3 公共放送にアクセスできる受信設備設置者から公共放送の運営資金を徴収するという一種の「受益者負担」の方法を採用したこと
   公共放送は,あまねく日本全国において放送を受信できるようにし,天災や有事等が発生した場合に,国民が自らの生命,身体,財産等を最大限守るために適切な行動をとるために必要な情報を提供するという重大な社会的使命があるが,そのような公共放送の運営資金を確保するための手段としては,税金等の形で国家が負担する方法や,民間放送と同じくスポンサーからの広告収入で負担する方法がある。

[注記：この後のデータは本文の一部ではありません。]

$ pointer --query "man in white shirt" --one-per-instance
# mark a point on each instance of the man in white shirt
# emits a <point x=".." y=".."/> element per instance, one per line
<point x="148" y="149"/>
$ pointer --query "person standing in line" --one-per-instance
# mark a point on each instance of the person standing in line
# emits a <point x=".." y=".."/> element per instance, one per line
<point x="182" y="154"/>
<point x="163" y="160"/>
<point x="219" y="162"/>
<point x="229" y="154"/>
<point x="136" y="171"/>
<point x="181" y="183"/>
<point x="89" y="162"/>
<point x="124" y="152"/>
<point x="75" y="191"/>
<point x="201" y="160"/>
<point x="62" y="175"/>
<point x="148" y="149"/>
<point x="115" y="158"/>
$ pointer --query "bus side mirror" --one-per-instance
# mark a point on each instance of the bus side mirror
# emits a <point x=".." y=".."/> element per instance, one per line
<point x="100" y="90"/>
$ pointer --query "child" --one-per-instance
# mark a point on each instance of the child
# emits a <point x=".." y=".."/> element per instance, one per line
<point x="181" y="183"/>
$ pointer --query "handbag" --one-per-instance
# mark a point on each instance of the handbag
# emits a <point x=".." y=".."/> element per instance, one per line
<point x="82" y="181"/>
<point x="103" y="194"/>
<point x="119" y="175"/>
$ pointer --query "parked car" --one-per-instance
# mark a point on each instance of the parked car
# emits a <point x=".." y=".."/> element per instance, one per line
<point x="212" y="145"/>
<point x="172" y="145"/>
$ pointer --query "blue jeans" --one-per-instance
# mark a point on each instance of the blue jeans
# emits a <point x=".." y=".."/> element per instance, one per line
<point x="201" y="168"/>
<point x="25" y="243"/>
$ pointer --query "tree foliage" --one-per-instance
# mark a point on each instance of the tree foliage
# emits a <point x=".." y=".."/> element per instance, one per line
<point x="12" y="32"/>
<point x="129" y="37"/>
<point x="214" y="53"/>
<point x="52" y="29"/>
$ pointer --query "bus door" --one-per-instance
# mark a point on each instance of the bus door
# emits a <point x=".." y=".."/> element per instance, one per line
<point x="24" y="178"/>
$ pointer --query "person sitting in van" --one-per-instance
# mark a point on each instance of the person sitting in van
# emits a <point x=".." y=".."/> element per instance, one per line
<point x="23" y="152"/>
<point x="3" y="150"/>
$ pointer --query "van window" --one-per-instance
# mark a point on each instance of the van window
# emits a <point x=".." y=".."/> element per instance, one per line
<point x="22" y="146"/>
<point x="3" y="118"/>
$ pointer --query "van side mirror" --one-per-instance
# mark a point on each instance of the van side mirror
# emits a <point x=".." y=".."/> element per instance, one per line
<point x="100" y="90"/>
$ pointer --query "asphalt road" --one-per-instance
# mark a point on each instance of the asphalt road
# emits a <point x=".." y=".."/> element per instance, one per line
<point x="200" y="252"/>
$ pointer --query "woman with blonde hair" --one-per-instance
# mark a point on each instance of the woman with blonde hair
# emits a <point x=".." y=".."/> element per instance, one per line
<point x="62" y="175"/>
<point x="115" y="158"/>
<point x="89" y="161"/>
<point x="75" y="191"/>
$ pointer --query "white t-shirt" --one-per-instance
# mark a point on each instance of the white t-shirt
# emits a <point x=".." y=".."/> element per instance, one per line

   しかし,国が公共放送の運営資金を提供して,公共放送を国有化し国営放送とするならば,国家の過剰な介入を招き,ー定の国家目的のために事実とは異なる内容の放送がされる可能性も否定できない。また,他方で,公共放送の運営資金を広告収入で賄うこととするならば,スポンサー企業等がその放送内容について干渉や指示等を行うことになり,視聴率やスポンサー企業等の利益を擁護するなどのために,公共放送が上記の重大な社会的使命を全うできなくなる可能性もある。
   そこで,本件規定は,協会の放送を受信することのできる受信設備を設置して上記のような重要なインフラストラクチャーによる利益を直接享受することとなる者に公共放送の運営資金としての受信料を負担させるという一種の「受益者負担」の方法をとることで,公共放送が受信設備設置者に対し天災や有事等について時々刻々と変化する状況に関する情報を正確かつ具体的に提供することができるようにし,もって公共放送にその重大な社会的使命を全うさせようとしたものである。上記第2の2のとおり,法が制定された昭和25年当時は,民間放送はまだ存在せず,受信設備を設置するのは協会の放送を視聴するためであったから,一種の「受益者負担」として協会の放送を受信することのできる受信設備を設置した者に受信料の負担をさせても,法的にみて特別の違和感はなかったものと思われる。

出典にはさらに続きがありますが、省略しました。